Ihr Hilfskräfte des Boulevards, die Ihr beim Aufreißen und beim Pflastern dieser ausgetretenen Pfade helft, schwitzend, stöhnend, von Angst und Aufregung bewegt, sich in dieser Marktschreierei des Unglücks erschöpfend: das hilft mir nicht! Das brauch ich nicht! Das macht die Welt nicht besser!
Damit wir nicht hinter Immanuel Kant zurückfallen, hinter diese anregende Idee, man könne sich seines Verstandes ohne Anleitung anderer Leute bedienen, um aus selbstverschuldeter Unmündigkeit herauszukommen, brauche ich Denkräume, brauche ich ein geistiges Leben von Relevanz, brauche ich als Gegenüber feinsinnige Menschen, mit denen ich mich verständigen kann.

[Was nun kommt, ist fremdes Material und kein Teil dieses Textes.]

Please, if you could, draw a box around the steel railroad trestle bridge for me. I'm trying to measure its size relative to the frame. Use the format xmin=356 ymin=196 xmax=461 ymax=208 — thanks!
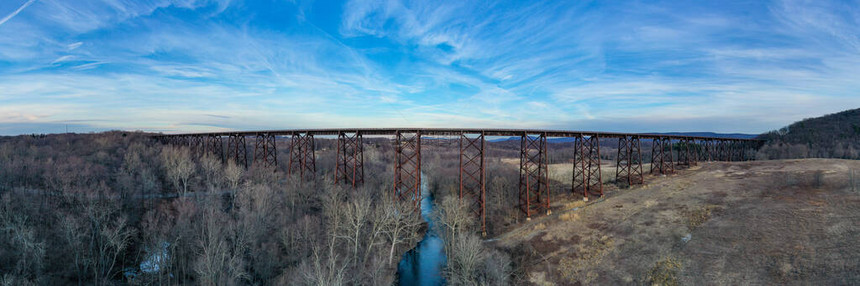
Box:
xmin=156 ymin=128 xmax=762 ymax=234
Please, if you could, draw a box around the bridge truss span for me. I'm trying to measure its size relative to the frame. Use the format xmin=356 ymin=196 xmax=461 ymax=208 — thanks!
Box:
xmin=154 ymin=128 xmax=763 ymax=234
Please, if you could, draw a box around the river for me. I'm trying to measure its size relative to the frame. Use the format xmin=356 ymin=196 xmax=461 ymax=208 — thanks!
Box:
xmin=397 ymin=174 xmax=447 ymax=286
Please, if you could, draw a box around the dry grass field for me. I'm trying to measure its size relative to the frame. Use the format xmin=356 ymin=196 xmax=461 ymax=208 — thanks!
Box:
xmin=494 ymin=159 xmax=860 ymax=285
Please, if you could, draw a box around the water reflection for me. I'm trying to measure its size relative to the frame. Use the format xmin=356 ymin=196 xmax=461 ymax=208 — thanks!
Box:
xmin=397 ymin=174 xmax=446 ymax=285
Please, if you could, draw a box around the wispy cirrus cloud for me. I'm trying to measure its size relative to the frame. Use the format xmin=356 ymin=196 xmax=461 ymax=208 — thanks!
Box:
xmin=0 ymin=0 xmax=860 ymax=135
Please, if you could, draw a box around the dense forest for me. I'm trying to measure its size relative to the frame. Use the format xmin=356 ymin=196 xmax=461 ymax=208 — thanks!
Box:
xmin=757 ymin=109 xmax=860 ymax=159
xmin=0 ymin=132 xmax=518 ymax=285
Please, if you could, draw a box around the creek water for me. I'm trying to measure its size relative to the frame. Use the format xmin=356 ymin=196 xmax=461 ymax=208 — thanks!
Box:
xmin=397 ymin=174 xmax=447 ymax=286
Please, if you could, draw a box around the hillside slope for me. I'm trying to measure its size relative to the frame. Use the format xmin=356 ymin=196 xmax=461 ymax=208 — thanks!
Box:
xmin=496 ymin=159 xmax=860 ymax=285
xmin=759 ymin=109 xmax=860 ymax=159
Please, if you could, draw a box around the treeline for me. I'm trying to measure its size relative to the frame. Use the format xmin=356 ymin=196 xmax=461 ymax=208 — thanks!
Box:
xmin=0 ymin=132 xmax=520 ymax=285
xmin=0 ymin=132 xmax=424 ymax=285
xmin=756 ymin=109 xmax=860 ymax=159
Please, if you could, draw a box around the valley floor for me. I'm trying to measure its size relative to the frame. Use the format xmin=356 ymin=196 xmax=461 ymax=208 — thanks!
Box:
xmin=494 ymin=159 xmax=860 ymax=285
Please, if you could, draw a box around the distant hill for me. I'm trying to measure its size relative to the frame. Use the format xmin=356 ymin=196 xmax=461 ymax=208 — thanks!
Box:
xmin=758 ymin=108 xmax=860 ymax=159
xmin=487 ymin=132 xmax=759 ymax=143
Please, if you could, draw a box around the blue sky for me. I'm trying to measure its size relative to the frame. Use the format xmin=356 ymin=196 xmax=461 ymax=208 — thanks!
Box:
xmin=0 ymin=0 xmax=860 ymax=134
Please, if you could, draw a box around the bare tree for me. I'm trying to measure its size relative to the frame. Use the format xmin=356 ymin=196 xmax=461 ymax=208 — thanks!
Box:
xmin=337 ymin=193 xmax=371 ymax=264
xmin=445 ymin=234 xmax=485 ymax=285
xmin=200 ymin=154 xmax=224 ymax=191
xmin=161 ymin=147 xmax=194 ymax=195
xmin=224 ymin=160 xmax=245 ymax=191
xmin=194 ymin=204 xmax=248 ymax=285
xmin=433 ymin=196 xmax=475 ymax=249
xmin=382 ymin=201 xmax=424 ymax=265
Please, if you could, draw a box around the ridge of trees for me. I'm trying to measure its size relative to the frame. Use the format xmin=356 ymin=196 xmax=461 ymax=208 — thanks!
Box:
xmin=757 ymin=109 xmax=860 ymax=159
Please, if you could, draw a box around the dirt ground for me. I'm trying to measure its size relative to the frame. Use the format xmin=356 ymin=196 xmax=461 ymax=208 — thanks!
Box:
xmin=493 ymin=159 xmax=860 ymax=285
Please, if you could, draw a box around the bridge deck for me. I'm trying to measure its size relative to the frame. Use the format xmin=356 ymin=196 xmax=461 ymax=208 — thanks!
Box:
xmin=159 ymin=128 xmax=761 ymax=141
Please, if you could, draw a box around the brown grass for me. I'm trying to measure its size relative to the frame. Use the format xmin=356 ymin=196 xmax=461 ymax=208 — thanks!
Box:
xmin=648 ymin=256 xmax=681 ymax=286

Ich brauch kein Belehrung über Faschismus, noch dazu von Leuten, die dieses Wort als hohle Phrase vor sich hertragen, denn ich bin die Brut von Faschisten, bin ein Insider, hab eine sehr klare Auffassung, wovon Gewalttätigkeit handelt.
Ich brauche auch keine Klugscheißer, die so tun, als könnten sie mir eine relevante Exegese der derzeit laufenden wissenschaftlichen Diskurse über Covid-19 liefern. Diese „Volkswissenschafter“ sind mir genauso suspekt wie „Volksreporter“, die nicht recherchieren können, die aber meinen, daß Meinung prinzipiell publiziert werden sollte.
Ich brauche die Praxis der anderen Optionen, die konkrete Erfahrung eines gelingenden Lebens, das ohne Gewalttätigkeit auskommt. Ich brauche Menschen um mich, die Worte für das haben, was in ihnen vorgeht, die mit sich selbst und mit anderen kommunizieren wollen, ohne Andersdenkende in die Tonne zu treten.
Wie das gehen soll, wenn man sich Tag für Tag mit dem Unglück der Welt besäuft? Das geht gar nicht. Diese Betroffenheitsgymnastik ist so gut wie Zeit totschlagen. Ein Boulevardgeschäft, das sich als Bewußtsein verkleidet.
Ich meine, wir sollten befähigt sein, eine nächste Kulturpolitik zu entwerfen, ohne mit abgestandenem Zeug im Kreis zu fahren und ohne ein nebulöses Karaoke zum Zustand der Welt abzusingen.